Un puñado de salchichas frescas
Unos dados de jamón gorditos
Ciruelas y albaricoques sin hueso
Sal y pimienta
Oporto
El zumo de una naranja
Perejil

     Lo que hacemos es poner las frutas en medio vaso de vino de Oporto para que se hidraten. Las salchichas, en trocitos, las doramos. Añadimos el jamón y las frutas con el oporto, rellenamos y lo que no quepa lo dejamos alrededor. Salpimentamos bien el ave (la parte de dentro previamente a introducir el relleno, claro) y bañamos con otro medio vaso de vino de Oporto y el zumo de la naranja. En vez de tirar la grasa, cerramos el orificio por donde hemos puesto el relleno. Es verdad que es mucha grasa pero queda muy sabrosa así. Ya seguiré comentando este tema de la grasa.


     El horno lo calentamos a tope e introducimos la pularda y bajamos el fuego a 175º, pero bien caliente en el momento de meter el "bicho". Vamos mojando cada media hora con una cucharada de la salsa que va soltando. Si veis que se dora en exceso, bajáis a 150-125º. Tiene que estar unas dos horas y media. Son 45 minutos por kilo. Las salchichas y las frutas que quedan alrededor se doran bastante pero no se queman porque la temperatura en ningún momento es muy fuerte.


  
  Pelamos cebollitas y chalotas, según os gusten, y doramos en unas cucharadas de aceite. Sin quemarse pero bien doraditas. Salpimentamos y añadimos un par de cucharadas de consomé para que se vayan cociendo por dentro. Cuando tengamos la salsa del asado,incorporamos un par de cucharones de esa salsa que es... la monda de buena.



          En esta foto podéis ver una vista general de la mesa, no muy formal, pero todo muy apetitoso.


   
     Mi marido decidió trinchar antes de llevar a la mesa. Es menos bonito pero resultó práctico. Aunque las salchichas que quedaron fuera estaban más que doradas, de sabor estaban muy ricas.

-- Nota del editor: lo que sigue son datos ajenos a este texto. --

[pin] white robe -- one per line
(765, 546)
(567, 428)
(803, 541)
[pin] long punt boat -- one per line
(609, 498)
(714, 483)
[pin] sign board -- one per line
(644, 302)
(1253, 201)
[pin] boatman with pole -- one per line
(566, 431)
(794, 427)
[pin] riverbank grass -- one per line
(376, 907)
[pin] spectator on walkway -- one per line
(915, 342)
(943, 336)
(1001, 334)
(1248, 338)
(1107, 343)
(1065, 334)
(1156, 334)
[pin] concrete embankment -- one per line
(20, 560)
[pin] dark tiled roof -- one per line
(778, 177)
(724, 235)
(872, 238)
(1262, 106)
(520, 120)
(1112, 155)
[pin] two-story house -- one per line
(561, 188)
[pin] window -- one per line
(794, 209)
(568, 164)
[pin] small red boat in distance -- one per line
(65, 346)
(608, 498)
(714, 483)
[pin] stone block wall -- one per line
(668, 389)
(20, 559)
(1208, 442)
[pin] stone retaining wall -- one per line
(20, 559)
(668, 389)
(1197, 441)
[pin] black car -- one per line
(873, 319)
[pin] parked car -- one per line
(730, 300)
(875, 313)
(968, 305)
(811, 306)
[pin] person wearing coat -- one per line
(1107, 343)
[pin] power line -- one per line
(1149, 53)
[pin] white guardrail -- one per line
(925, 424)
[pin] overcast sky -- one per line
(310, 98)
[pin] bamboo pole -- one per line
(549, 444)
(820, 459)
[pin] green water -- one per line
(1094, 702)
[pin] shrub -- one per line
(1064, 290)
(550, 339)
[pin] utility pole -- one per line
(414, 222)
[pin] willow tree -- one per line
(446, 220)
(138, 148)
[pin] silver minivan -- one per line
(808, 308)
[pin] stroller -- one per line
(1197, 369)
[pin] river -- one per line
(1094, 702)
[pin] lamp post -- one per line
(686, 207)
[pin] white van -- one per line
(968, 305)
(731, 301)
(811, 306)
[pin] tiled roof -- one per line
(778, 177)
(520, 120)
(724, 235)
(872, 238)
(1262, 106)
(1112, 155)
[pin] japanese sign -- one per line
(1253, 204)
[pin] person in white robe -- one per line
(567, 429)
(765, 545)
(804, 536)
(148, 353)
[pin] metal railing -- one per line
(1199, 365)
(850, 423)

     Las patatas fritas, de las chiquitas, las pusimos en la salsa del asado. Estas cosas no se pueden hacer demasiado a menudo porque son demasiado ricas. Todos pampos.


     Y el aspecto final de las cebollitas y las chalotas. No hay palabras que expresen lo ricas que estaban. Como veis, también hicimos unas pocas setas. Yo creo que las guarniciones son lo mejor de los asados.



     Y comentaros que hice gambones, como me dijo mi amiga Ana, y quedaron buenísimos. En esta ocasión utilicé jerez seco. En una taza mezcle: ajo y perejil, el zumo de un limón, un par de cucharadas de buen aceite y otro par de jerez. Esto lo vertí sobre los gambones que ya estaban en la bandeja de hornear y descongelados (despacio en la nevera). Sal gorda por encima y entre 8-12 minutos a 200º ¡qué buenos quedaron! Muy bien de precio y riquísimos. Seguramente pondré más adelante esta entrada aparte para que sea fácil de encontrar.


     Queda por comentar el tema de la grasa de la pularda ¿Será mejor no ponerla? ¿Poner sólo un poco? Tengo mis dudas. Es cierto que la salsa tenía una capa de grasa curiosa pero también que el asado quedó tan tierno y sabroso que quizás sin esa grasita no lo estaría tanto y total...¡un día es un día! En fin, el año que viene volveré a meditar sobre el asunto. En tanto, buenos días a todos, ¡Feliz Año Nuevo! y ¡Felices Reyes! Nos vemos a la vuelta. Prometo ser muy buena.